The American photographer Robbie Kay tells the story of women over 60 years old at the hairdresser’s. A journey in images that illustrates a generation of women, but also a lifestyle.
“I grew up with a mother who went to the hairdresser’s once a week to get her hair done. Both my grandmothers performed the same ritual, and when they came to visit us their hair was perfectly styled and sprayed.”
Thus writes Robbie Kaye in the introduction to his website. The American photographer created a project that collects portraits of women 60 year of age and older at the hairdresser’s. A journey across the United States, half-way between journalistic report and sociological analysis.
The idea is simple: tell the story of a generation of mothers and grandmothers through one of their favourite haunts. A study that is not only descriptive, because it also urges reflection: from the evolution of the relationship with beauty, to the social value of the hairdressing salon, and even to the broader reflection of a social model that no longer exists of women boxed in by precise roles, rights, and duties.
As Robbie explains, “These women paved the way for many people, they are practical, even if the go to the hairdresser once a week, they are not frivolous. Going to the hairdresser’s is a ritual that is outside of the necessary, absolutely not luxurious, and represents personal care. They feel they deserve this pampering and love being in company. They are strong women and, at the same time, timid and reserved, with a truly “take me as I am” attitude. They are full of life and wisdom. None of them would feel guilty about going to the hairdresser’s once a week. It is simply a fact. All of them are committed to maintaining their weekly appointment just as they maintain their commitment to preparing dinner for the entire family every evening.”
How did the idea for this project come about?
“I was working on the series “A day in…”. I had already photographed a junk yard, then an old shopping centre, and then it was the turn of a day in a beauty salon. I just never left.”
Who is the first woman you photographed and why did you choose her in particular?

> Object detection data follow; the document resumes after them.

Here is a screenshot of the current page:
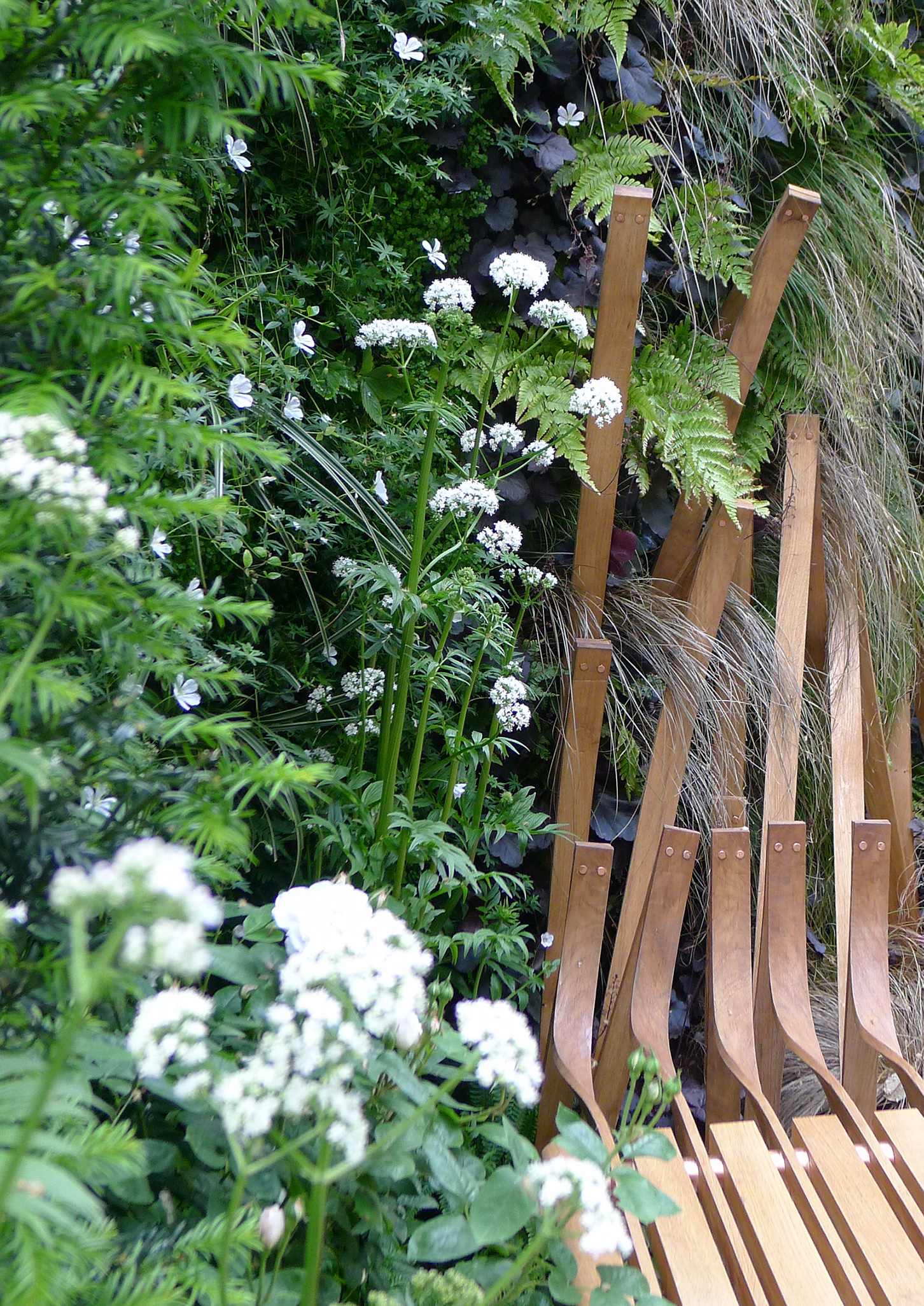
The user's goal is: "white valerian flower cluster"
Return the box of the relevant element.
[475,521,523,561]
[523,440,555,472]
[356,318,436,349]
[488,253,548,298]
[343,717,380,739]
[330,556,359,580]
[424,277,475,313]
[48,838,225,974]
[430,481,500,517]
[0,412,125,530]
[528,299,587,340]
[456,998,542,1106]
[340,666,385,703]
[488,675,533,730]
[305,684,334,715]
[125,988,214,1079]
[526,1156,632,1256]
[568,376,622,428]
[273,880,432,1049]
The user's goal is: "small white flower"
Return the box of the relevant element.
[225,136,252,172]
[260,1205,286,1251]
[559,101,584,127]
[112,526,141,554]
[568,376,622,430]
[151,526,174,559]
[356,318,437,349]
[292,321,314,358]
[420,239,446,272]
[174,671,202,712]
[430,481,500,517]
[228,372,253,407]
[475,521,523,561]
[80,785,119,818]
[488,253,548,298]
[526,299,587,340]
[391,31,423,62]
[424,277,475,313]
[456,998,545,1102]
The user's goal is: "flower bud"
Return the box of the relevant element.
[260,1205,286,1251]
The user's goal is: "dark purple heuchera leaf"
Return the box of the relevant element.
[750,95,790,145]
[536,132,577,172]
[610,526,638,576]
[484,195,517,231]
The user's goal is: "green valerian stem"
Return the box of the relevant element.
[393,610,456,897]
[299,1139,330,1306]
[376,359,449,838]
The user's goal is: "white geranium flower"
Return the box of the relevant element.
[420,239,446,272]
[559,101,584,127]
[151,526,174,559]
[391,31,423,62]
[292,321,314,358]
[225,136,252,172]
[174,671,202,712]
[228,372,253,407]
[80,785,119,817]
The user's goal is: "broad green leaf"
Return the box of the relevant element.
[468,1165,536,1247]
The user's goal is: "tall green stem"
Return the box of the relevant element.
[0,555,77,720]
[299,1139,330,1306]
[394,611,454,897]
[376,359,449,838]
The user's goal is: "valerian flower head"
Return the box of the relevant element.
[420,239,446,272]
[225,136,252,172]
[568,376,622,430]
[356,318,437,349]
[292,320,314,358]
[526,299,587,340]
[391,31,423,62]
[228,372,253,409]
[475,521,523,561]
[456,998,543,1106]
[488,253,548,298]
[430,481,500,517]
[424,277,475,313]
[526,1156,632,1258]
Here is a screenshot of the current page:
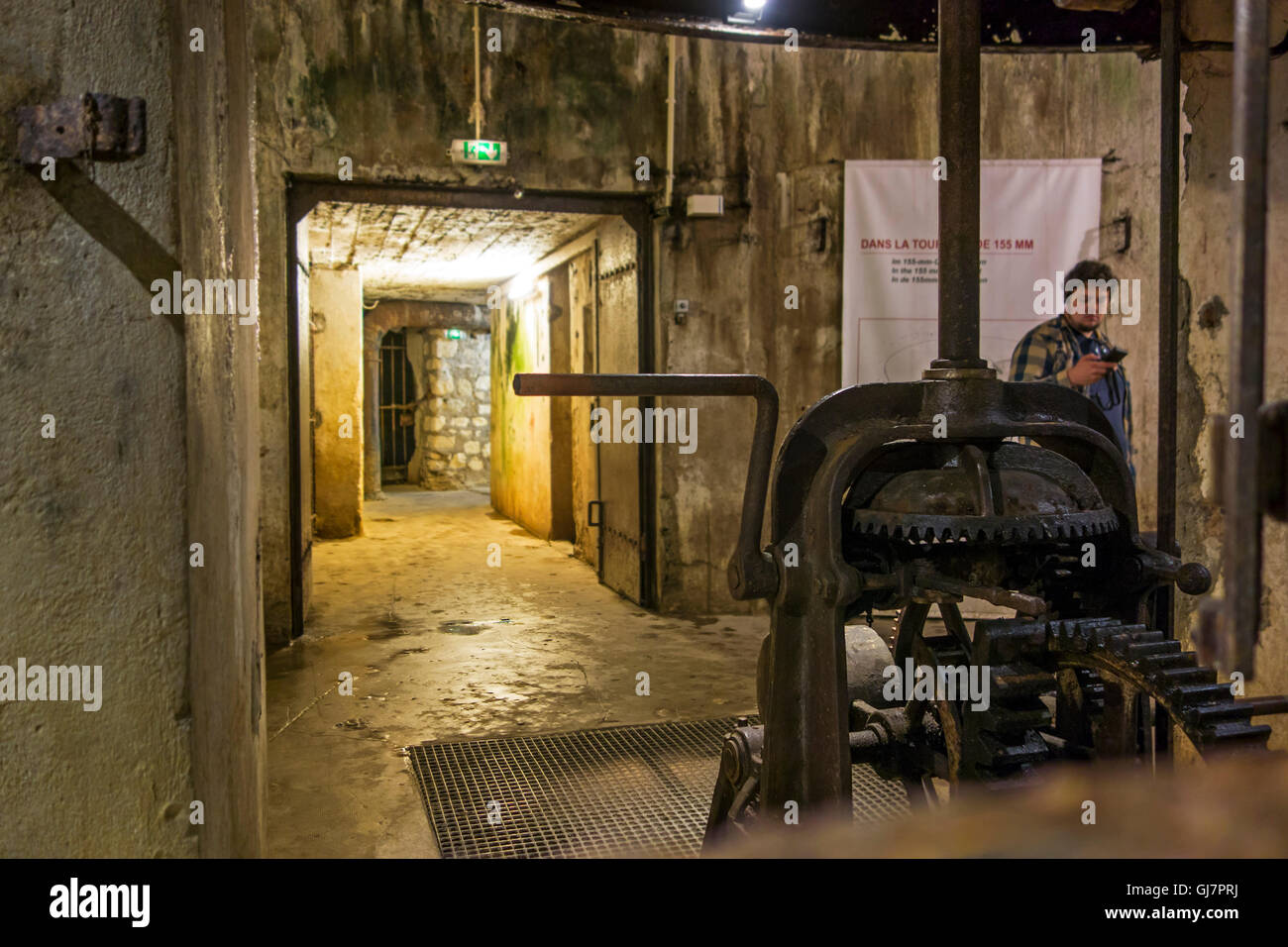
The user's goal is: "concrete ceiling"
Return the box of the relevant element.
[308,202,602,301]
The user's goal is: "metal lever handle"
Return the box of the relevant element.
[514,372,778,600]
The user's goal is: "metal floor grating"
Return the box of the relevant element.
[407,717,909,858]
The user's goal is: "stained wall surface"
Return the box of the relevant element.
[246,0,1283,726]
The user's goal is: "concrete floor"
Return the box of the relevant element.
[268,487,769,858]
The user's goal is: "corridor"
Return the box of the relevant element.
[267,487,765,858]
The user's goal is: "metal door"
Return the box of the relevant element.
[595,219,643,601]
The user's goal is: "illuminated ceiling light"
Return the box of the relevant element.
[725,0,769,26]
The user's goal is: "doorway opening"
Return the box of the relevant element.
[378,329,419,483]
[287,180,656,637]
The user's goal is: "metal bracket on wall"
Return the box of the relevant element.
[17,93,149,164]
[1102,214,1130,254]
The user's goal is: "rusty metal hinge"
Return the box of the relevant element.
[17,93,149,164]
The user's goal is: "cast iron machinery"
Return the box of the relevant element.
[514,0,1288,845]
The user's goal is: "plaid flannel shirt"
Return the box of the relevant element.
[1012,316,1133,464]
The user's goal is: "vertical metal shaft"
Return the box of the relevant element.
[1156,0,1181,569]
[932,0,987,368]
[1159,7,1181,766]
[1221,0,1270,681]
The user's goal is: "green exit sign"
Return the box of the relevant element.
[447,138,510,164]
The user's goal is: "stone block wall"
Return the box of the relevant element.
[416,329,492,491]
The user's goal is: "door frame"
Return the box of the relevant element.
[286,174,658,638]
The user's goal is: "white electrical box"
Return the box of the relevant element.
[684,194,724,217]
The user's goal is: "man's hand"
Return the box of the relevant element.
[1069,356,1118,388]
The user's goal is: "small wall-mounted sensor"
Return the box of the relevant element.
[684,194,724,217]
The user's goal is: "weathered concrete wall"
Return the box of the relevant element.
[309,266,364,539]
[0,0,187,857]
[419,329,492,489]
[1177,48,1288,749]
[362,299,492,500]
[0,0,263,857]
[171,0,268,858]
[257,0,1185,611]
[658,42,1158,609]
[253,0,666,631]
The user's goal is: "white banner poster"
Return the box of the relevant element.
[841,158,1100,385]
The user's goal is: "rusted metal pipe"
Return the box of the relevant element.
[931,0,988,368]
[514,372,778,600]
[1218,0,1270,681]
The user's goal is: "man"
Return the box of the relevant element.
[1012,261,1136,478]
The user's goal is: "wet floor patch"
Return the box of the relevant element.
[438,618,514,635]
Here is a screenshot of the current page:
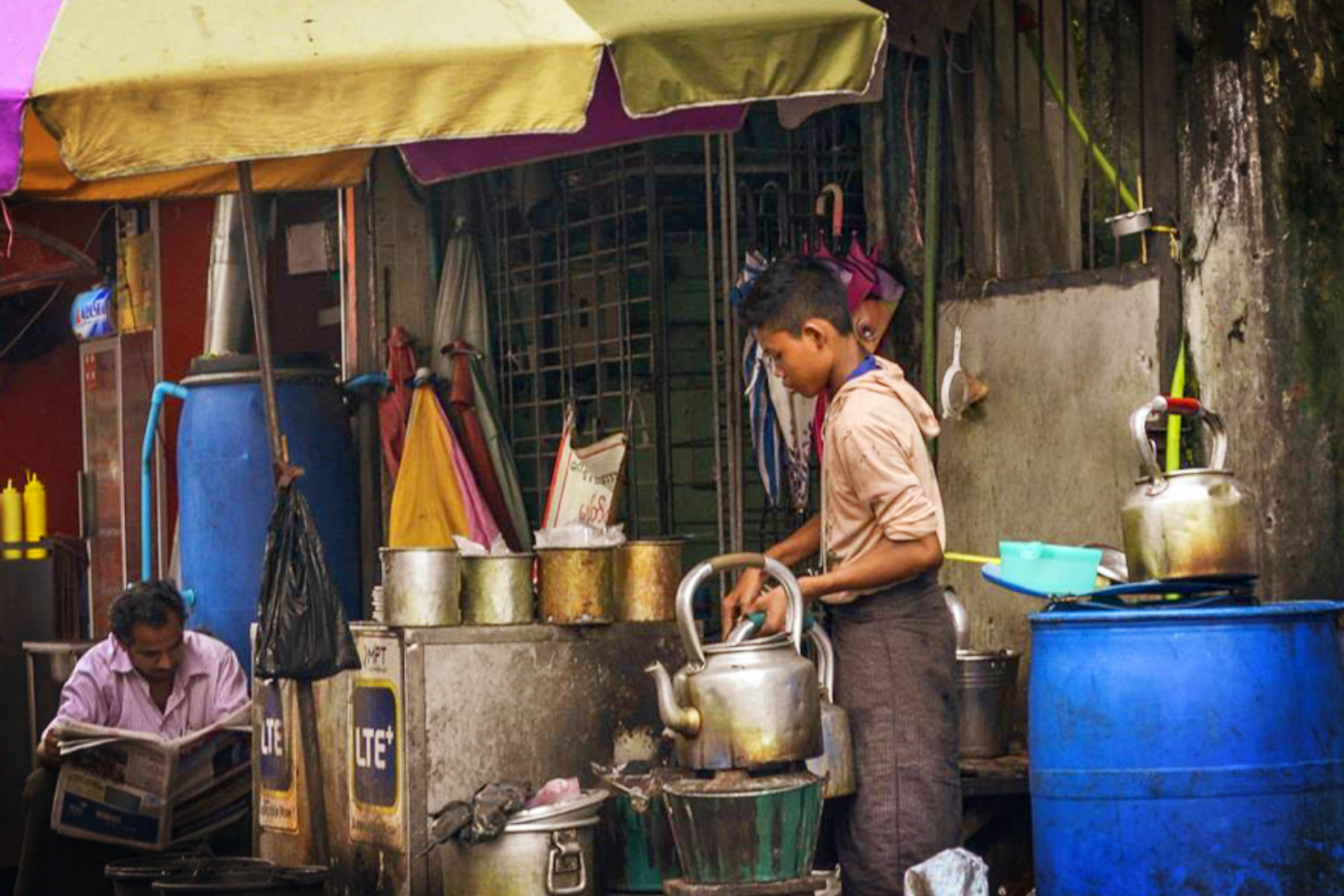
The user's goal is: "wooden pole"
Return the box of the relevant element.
[238,161,330,865]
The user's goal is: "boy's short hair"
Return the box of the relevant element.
[738,255,853,336]
[107,579,187,645]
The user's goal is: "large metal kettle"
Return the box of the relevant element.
[807,624,855,799]
[647,553,822,770]
[1121,395,1258,581]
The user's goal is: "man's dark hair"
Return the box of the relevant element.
[107,579,187,643]
[738,255,853,336]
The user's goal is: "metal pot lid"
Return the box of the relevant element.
[505,787,611,830]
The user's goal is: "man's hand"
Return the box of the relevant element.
[37,728,61,768]
[719,569,764,638]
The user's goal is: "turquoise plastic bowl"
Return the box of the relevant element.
[999,541,1100,595]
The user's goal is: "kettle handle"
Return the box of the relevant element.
[676,553,804,672]
[1129,395,1227,495]
[807,624,836,703]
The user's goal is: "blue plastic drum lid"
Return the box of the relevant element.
[1029,602,1344,896]
[177,356,361,666]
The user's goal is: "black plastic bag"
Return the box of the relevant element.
[256,483,358,679]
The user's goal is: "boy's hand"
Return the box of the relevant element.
[719,569,764,638]
[745,588,789,638]
[37,730,61,768]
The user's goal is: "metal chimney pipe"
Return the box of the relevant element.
[204,193,253,356]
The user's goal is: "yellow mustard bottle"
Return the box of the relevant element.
[22,473,47,560]
[0,480,22,560]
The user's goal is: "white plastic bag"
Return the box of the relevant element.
[906,847,989,896]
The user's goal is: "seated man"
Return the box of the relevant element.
[15,581,248,896]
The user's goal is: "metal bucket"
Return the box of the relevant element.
[378,548,462,627]
[663,773,822,884]
[438,790,608,896]
[537,548,616,624]
[957,651,1021,759]
[462,553,534,626]
[614,539,681,622]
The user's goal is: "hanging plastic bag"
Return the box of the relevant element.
[387,383,472,548]
[541,409,625,529]
[257,483,358,679]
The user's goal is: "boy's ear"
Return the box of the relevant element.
[801,317,836,348]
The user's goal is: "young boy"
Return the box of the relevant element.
[723,258,961,896]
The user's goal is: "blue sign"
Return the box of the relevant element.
[70,287,117,340]
[259,681,294,792]
[351,684,398,808]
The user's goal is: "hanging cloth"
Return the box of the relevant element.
[443,342,523,551]
[434,231,493,388]
[387,383,474,548]
[378,327,415,483]
[730,251,816,511]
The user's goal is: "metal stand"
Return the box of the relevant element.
[663,877,827,896]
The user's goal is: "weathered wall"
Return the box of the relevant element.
[1183,0,1344,599]
[938,273,1158,719]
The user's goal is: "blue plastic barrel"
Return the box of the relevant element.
[1029,602,1344,896]
[177,356,361,666]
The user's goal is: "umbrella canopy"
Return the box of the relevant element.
[18,0,885,193]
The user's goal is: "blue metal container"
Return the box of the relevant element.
[177,357,361,666]
[1029,602,1344,896]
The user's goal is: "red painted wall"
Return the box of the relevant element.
[0,202,102,535]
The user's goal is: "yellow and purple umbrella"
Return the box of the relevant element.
[0,0,885,195]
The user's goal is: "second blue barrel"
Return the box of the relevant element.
[1029,602,1344,896]
[177,356,361,666]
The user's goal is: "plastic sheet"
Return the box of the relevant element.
[256,483,358,679]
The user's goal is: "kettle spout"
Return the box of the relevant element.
[645,663,700,737]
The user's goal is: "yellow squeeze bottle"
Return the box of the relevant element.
[0,480,22,560]
[22,473,47,560]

“The first day of shooting I went to The Cut salon in Santa Monica in California. Then I hadn’t yet realised how intense this series would have been. I was agitated. The first woman I photographed was Jenny and, by chance, her portrait has been an icon of this project for a long time. I didn’t ask her to pose, but she took on this star quality like Audrey Hepburn, in her all-black dress against the orange background. All together it created a magic that demonstrated how beautiful and rich in dignity these women could be. It was then that I understood that I had to go forward with this project, because it could be useful in giving more visibility to an entire generation of women that are now forgotten.”
Do you think you will add women from other countries? Europe, Asia?
“There is nothing I would like more than to go in other countries and photograph other women. I think it would truly contribute to expanding the project, to adding information about how in other countries women over 60 perceive themselves and how they are perceived. It would be a wonderful opportunity for an exchange of information.”
Beauty and Wisdom documents a part of America that is quickly disappearing, a population of women who have always gone to the hairdresser’s once a week as an expression of a personal need. The pages of this book tell about the grace and courage with which these women age in a society that is increasingly focused on the beauty of youth.
“Little by little, as I visited salons, I would discover the beauty of these women, their wisdom, and their devotion to their personal grooming. The relationship with their hairdresser is extraordinary. My book celebrates all this, underlining the strength that accompanies them as they get older in a society where the cult of youthful beauty obscures that of old age.”